The gigantic asteroid that killed off the dinosaurs slammed into Earth at the "deadliest possible angle," new research claims.
New simulations performed by British scientists show that the asteroid, believed to have been larger than Mount Everest, hit Earth at an angle of about 60 degrees, which maximized the amount of climate-changing gases that were thrust into the upper atmosphere.
The collision likely unleashed billions of tons of sulphur, blocking out the sun and triggering the nuclear winter that killed the dinosaurs and 75 percent of all life on our planet 66 million years ago, scientists say.
"For the dinosaurs, the worst-case scenario is exactly what happened. The asteroid strike unleashed an incredible amount of climate-changing gases into the atmosphere, triggering a chain of events that led to the extinction of the dinosaurs.

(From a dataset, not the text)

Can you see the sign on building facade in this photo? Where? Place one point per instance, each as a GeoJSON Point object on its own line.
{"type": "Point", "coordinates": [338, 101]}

This was likely worsened by the fact that it struck at one of the deadliest possible angles," lead researcher Gareth Collins, of Imperial College London's Department of Earth Science and Engineering, said in a statement.
Previous studies have reportedly suggested the huge rock slammed into Mexico's Yucatan Peninsula at 30 degrees, while other studies have claimed it crashed almost straight down at 90 degrees.
Researchers believe if the asteroid's approach been shallower or steeper its devastation would have been less widespread.
"Our simulations provide compelling evidence that the asteroid struck at a steep angle, perhaps 60 degrees above the horizon, and approached its target from the northeast," Collins said. "We know that this was among the worst-case scenarios for the lethality on impact, because it put more hazardous debris into the upper atmosphere and scattered it everywhere -- the very thing that led to a nuclear winter."
The blast left a massive 120-mile-wide crater, vaporizing everything in its path and sending pushing plumes of sulphur and carbon dioxide into the prehistoric skies.
Everything within hundreds of miles was incinerated in minutes, according to scientists.
The results of the study were published Tuesday in Nature Communications.